Land cover maps depict the different physical materials that cover the Earth, whether that material is vegetation, wetlands, concrete, or sand. They can be used to track the growth of cities, assess flooding, keep tabs on environmental issues like deforestation or desertification, and more.

The newly released land cover map of Africa shows the continent at an extremely detailed resolution. Each pixel represents just 65.6 feet (20 meters) on the ground. It’s designed to help researchers model the extent of climate change across Africa, study biodiversity and natural resources, and see how land use is changing, among other applications.

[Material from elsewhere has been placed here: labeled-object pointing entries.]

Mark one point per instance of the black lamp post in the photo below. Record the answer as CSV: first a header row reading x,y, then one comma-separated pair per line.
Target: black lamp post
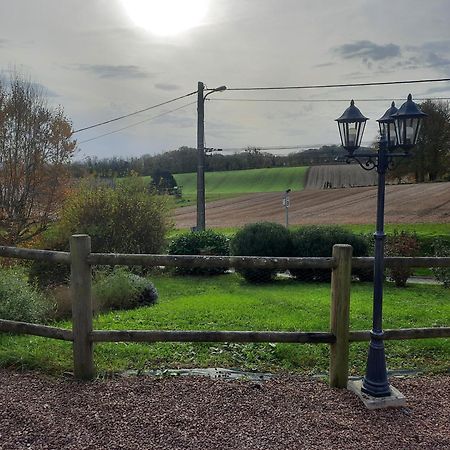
x,y
398,129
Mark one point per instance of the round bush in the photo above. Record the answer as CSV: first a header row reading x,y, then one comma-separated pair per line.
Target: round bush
x,y
19,300
401,244
261,239
318,241
122,289
206,242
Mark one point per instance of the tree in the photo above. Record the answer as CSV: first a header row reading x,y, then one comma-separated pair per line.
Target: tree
x,y
35,147
430,158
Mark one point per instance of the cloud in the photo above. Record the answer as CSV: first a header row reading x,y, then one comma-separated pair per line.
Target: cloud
x,y
120,71
167,86
45,90
368,51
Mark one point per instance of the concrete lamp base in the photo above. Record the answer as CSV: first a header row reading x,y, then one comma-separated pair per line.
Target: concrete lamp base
x,y
395,400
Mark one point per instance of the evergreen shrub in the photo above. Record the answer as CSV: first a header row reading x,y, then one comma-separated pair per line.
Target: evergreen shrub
x,y
206,242
442,274
19,300
261,239
318,241
122,289
401,243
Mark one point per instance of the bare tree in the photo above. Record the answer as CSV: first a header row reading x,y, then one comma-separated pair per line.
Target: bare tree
x,y
35,147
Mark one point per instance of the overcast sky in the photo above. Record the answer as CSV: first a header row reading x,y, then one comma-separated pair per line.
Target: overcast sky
x,y
95,59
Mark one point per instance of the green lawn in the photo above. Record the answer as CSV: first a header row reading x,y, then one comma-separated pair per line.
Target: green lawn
x,y
228,303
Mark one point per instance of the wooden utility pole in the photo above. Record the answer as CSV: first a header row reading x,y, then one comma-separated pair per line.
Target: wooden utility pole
x,y
200,158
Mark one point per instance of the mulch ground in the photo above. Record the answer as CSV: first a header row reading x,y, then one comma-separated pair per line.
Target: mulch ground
x,y
37,412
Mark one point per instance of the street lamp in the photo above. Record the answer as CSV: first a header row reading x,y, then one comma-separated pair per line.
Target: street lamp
x,y
398,129
201,97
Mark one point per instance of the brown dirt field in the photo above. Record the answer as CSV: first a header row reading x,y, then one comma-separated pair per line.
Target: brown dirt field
x,y
412,203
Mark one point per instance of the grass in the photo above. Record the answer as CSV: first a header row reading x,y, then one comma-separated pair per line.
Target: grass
x,y
239,182
228,303
421,229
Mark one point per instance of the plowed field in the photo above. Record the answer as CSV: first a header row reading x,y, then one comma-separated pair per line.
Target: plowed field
x,y
412,203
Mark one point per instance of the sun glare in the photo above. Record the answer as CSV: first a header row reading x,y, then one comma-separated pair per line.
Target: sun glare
x,y
166,17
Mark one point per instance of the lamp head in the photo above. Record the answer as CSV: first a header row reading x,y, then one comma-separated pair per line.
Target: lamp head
x,y
351,126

Developed as part of the Climate Change Initiative (CCI) Land Cover project, the space agency gathered a full year’s worth of data from its Sentinel-2A satellite to create the map. In total, the image is made from 90 terabytes of data—180,000 images—taken between December 2015 and December 2016.

The map is so large and detailed that the space agency created its own online viewer for it. You can dive further into the image here.

And keep watch: A better map might be close at hand. In March, the ESA launched the Sentinal-2B satellite, which it says will make a global map at a 32.8 feet-per-pixel (10 meters) resolution possible.